Furthermore, the present case seemed to suggest that the increase of inflammatory marker in AMI patients with PCIS had potential association with PCI-related CMD and the subsequent persistent focal myocardial injury. According to the evidences from animal models [6] and clinical study [7], cardiac neutrophil activation along with the release of proinflammatory cytokines will cause damage to the microvascular endothelial and pericardial/pleural mesothelial cells. And this may finally result in CMD and pleural pericarditis along with myocardial ischemia and reperfusion. In addition, Frohlich GM et al. [8] and Robbers LF et al. [9] have also demonstrated recently that inflammatory responses due to perfusion injury stimulates the production of chemokines, cytokines, and adhesion molecules, which is probably associated with CMD and coronary microvascular obstruction. This further contributes to the development of myocardial no-reflow and myocardial hematoma. According to the report of Jin-Seok Park et al. [5], in a patient with PCIS after a successful PCI, there were some red blood cells present in the drained pericardial effusion. This suggested that the myocardial hematoma due to PCI-related CMD is likely to cause leakage of the blood into the pericardial space and thus plays an important role in the pathogenesis of PCIS.

The risk factors of microcirculatory dysfunction included smoking, obesity, hyperlipidemia, hyperuricemia, diabetes and chronic kidney disease (CKD) besides AMI. It has been found that the long-term present of stimulating signals which can induce endothelial injury may mediate the DNA methylation of chromosomes, leading to changes in chromosomal structure and function and enhancing the regulatory effect of stress signals on the signaling pathways related to endothelial injury [10]. Chromosome remodeling of endothelial cells may be caused by long-term smoking of this patient, who was thus susceptible to endothelial damage with a “metabolic memory effect”. The above situation can enhance the I/R-related endothelial damage after PCI, resulting in severe impairment of coronary microcirculatory structure and coronary flow reserve/diastolic function. It has been reported by Matteo et al. [11] that CKD can promote microcirculatory dysfunction and lead to a decrease in diastolic dysfunction and cardiac reserve function impairment.
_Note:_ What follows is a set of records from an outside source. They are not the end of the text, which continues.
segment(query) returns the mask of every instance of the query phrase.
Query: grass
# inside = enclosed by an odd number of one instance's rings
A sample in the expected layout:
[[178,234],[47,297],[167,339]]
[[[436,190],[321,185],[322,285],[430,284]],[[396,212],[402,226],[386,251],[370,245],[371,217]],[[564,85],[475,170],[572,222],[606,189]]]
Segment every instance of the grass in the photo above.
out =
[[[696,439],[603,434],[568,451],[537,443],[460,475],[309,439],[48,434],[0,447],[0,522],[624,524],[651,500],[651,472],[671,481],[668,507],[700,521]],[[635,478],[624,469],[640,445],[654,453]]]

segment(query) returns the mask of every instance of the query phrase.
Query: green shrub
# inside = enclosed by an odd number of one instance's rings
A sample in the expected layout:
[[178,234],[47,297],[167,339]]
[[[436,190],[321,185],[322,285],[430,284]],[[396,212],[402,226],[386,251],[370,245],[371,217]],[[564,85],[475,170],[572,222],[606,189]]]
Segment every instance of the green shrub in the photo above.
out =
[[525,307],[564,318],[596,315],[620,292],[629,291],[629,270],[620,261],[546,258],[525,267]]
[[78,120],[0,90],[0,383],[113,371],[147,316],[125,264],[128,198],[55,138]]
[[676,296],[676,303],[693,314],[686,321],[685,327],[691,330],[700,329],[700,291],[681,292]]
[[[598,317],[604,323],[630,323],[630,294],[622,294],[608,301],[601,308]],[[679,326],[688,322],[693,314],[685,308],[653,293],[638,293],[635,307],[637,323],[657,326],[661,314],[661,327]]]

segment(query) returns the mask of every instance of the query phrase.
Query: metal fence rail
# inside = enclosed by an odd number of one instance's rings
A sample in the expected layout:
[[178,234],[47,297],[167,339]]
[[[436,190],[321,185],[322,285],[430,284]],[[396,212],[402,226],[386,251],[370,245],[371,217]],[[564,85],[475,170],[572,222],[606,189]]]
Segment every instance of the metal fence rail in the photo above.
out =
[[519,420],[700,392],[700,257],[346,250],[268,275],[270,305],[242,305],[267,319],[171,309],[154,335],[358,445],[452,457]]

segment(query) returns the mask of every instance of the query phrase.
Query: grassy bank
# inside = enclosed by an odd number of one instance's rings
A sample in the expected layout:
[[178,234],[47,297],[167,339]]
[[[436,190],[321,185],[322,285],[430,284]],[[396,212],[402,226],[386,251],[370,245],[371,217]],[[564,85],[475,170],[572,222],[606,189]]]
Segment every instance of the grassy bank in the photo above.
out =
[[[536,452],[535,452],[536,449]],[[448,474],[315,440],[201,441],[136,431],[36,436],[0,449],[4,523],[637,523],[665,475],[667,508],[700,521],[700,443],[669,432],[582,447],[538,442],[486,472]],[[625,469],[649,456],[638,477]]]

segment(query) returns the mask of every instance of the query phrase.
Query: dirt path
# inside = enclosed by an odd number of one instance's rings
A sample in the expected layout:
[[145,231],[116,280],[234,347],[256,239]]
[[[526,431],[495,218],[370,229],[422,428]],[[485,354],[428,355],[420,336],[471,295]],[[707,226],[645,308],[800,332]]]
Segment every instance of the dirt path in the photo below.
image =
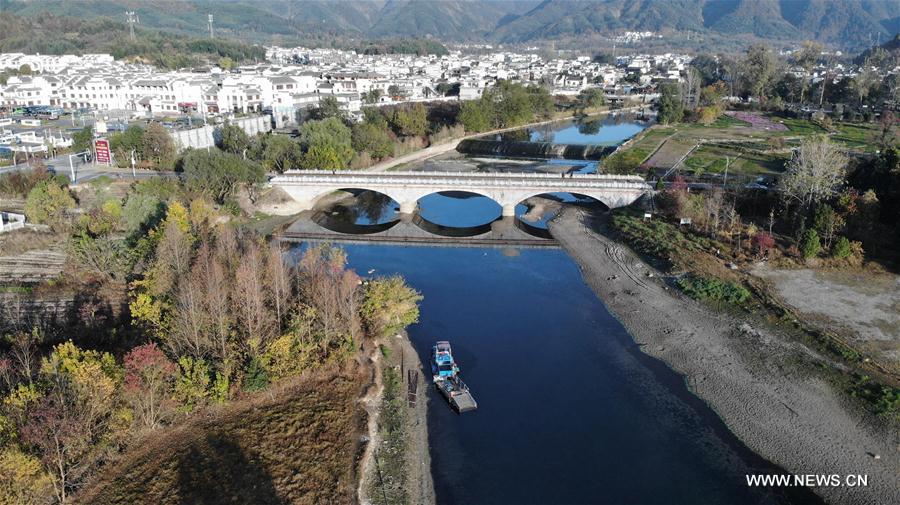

Our patient showed a persistent increase of cTnT even after the infarct-related artery (IRA) was opened by PCI. This possibly resulted from myocardial focal necrosis caused by cigarette smoking-aggravated microcirculatory dysfunction and a decrease in myocardial blood flow perfusion.

Besides, in the present case, the level of inflammatory marker also matched up with the consistent elevation of cTnT, which was probably associated with the persistent focal myocardial injury due to CMD. This agrees with the recent studies reported by Vilahur G et al. [12], who showed that extensive necrosis of ischemic cardiomyocytes in hypoperfused myocardium might activate the innate immune response, triggering an increase of compensatory inflammation. At present,the correlation between perioperative PCIS and CMD  in AMI needs to be further explored.

In conclusions, findings in the present case seemed to suggest that excessive inflammatory reaction and CMD triggered by PCI-related ischemia-reperfusion injury may be the potential reciprocal causation of PCIS. So we should pay more attention to the severe inflammatory reaction and CMD resulting from cardiac ischemia-reperfusion injury in an AMI patient with risk factors of endothelial dysfunction, although this condition poses a real challenge, especially in the PCIS-predisposed individuals.